Antidepressants, for example, are not the only treatment option for people with depression, nor the most effective in all cases. Some psychological treatments have strong evidence for effectiveness and, if patients are to be offered alternatives to antidepressants, psychological treatments are likely to be an attractive option in terms of cost-effectiveness.
In seeking to ensure that Australians living in rural and remote areas have adequate access to the full range of mental health services, consideration should be given to all evidence-based treatment options and service provision models.
An example of a successful telehealth service in rural South Australia was featured as a case study by the Rural Health Education Foundation. When appropriate, telehealth could enable people in rural and remote locations to benefit from psychiatric services without incurring expensive travel costs.
Other options could also be explored that would improve access to evidence-based, effective, and efficient mental health treatments without requiring rural and remote residents to travel to metropolitan centres or tolerate lengthy waiting times in service provision.
Co-locating mental health clinicians such as psychologists and mental health nurses in primary care GP practices to provide evidence-based psychological interventions would facilitate greater continuity of care and would enable mental health problems to be addressed at an early stage.
Reinstating the maximum of 18 rebatable Medicare sessions for evidence-based psychological treatment through the Better Access initiative may also be a more cost-effective option than other treatment alternatives.
Quarantining time in public mental health services for the provision of evidence-based psychological treatments is another cost-effective option. Given that public mental health services are widespread in rural and remote locations, this is likely to be an attractive option financially since it would only require modifying existing staff roles not the recruitment of extra staff.
An innovative service adopting this approach has been evaluated as effective and efficient in remote Australia (a copy of the paper**, Effective and efficient: Using patient-led appointment scheduling in routine mental health practice in remote Australia, is available upon request to Croakey) where a close working relationship between psychiatry and clinical psychology ensures patients have a more expansive range of treatment options than would otherwise be the case.

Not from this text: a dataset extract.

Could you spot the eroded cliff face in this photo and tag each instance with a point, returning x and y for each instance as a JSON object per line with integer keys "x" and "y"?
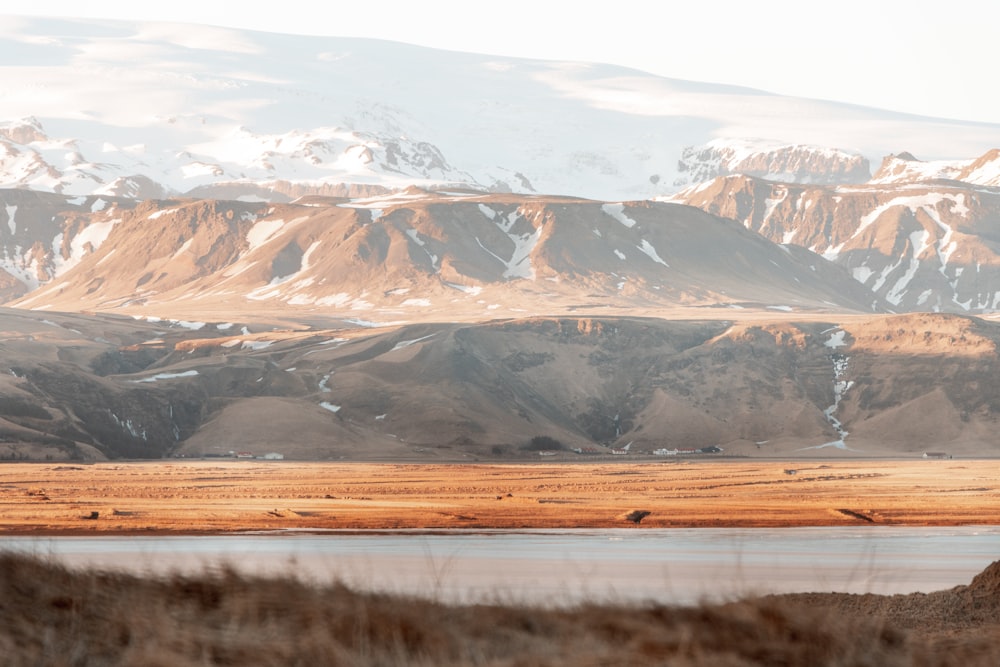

Access to effective and efficient mental health treatments for people in rural and remote Australia is an urgent problem that requires innovative and sustainable solutions. The long-term viability of service provision must be part of the equation whenever treatment options are considered so that rural and remote residents can experience the same standard of health care that their metropolitan compatriots enjoy.

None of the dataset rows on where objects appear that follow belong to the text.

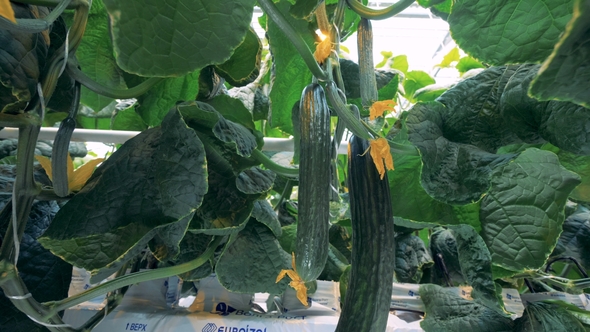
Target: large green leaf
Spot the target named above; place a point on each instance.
(204, 117)
(455, 173)
(546, 317)
(46, 276)
(243, 66)
(581, 166)
(96, 58)
(165, 245)
(522, 213)
(415, 80)
(191, 247)
(128, 119)
(448, 312)
(255, 180)
(565, 75)
(23, 58)
(264, 214)
(411, 256)
(408, 197)
(500, 32)
(155, 104)
(176, 37)
(561, 123)
(290, 73)
(155, 179)
(573, 242)
(472, 115)
(252, 261)
(225, 209)
(443, 246)
(476, 265)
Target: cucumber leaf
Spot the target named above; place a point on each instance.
(155, 104)
(23, 57)
(204, 117)
(527, 194)
(453, 172)
(46, 276)
(546, 317)
(243, 66)
(96, 58)
(177, 36)
(500, 32)
(565, 75)
(252, 261)
(191, 247)
(290, 74)
(573, 242)
(448, 312)
(264, 214)
(155, 179)
(411, 257)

It is crucial that affordable and effective mental health treatments are accessible to Australia’s rural and remote citizens without them having to travel to major centres or experience long waiting periods for services.
Policy makers and health service managers need to courageously explore the full range of evidence-based psychiatric, psychological, and social treatments to make a significant and sustained impact on the burden of mental health problems for individuals and communities in rural and remote Australia.
When journalists and media outlets are reporting on problems with access to mental health services in rural and remote areas, it would be useful if they could also help their audiences to keep this bigger picture in mind.
• Professor Tim Carey is Deputy Director and Head of Research at the Centre for Remote Health, a joint centre of Flinders University and Charles Darwin University, in Alice Springs. He is a member of the Centre of Research Excellence in Rural and Remote Primary Health Care.
** Carey, T. A., Tai, S. J., & Stiles, W. B. (2013). Effective and efficient: Using patient-led appointment scheduling in routine mental health practice in remote Australia. Professional Psychology: Research and Practice, 44, 405-414.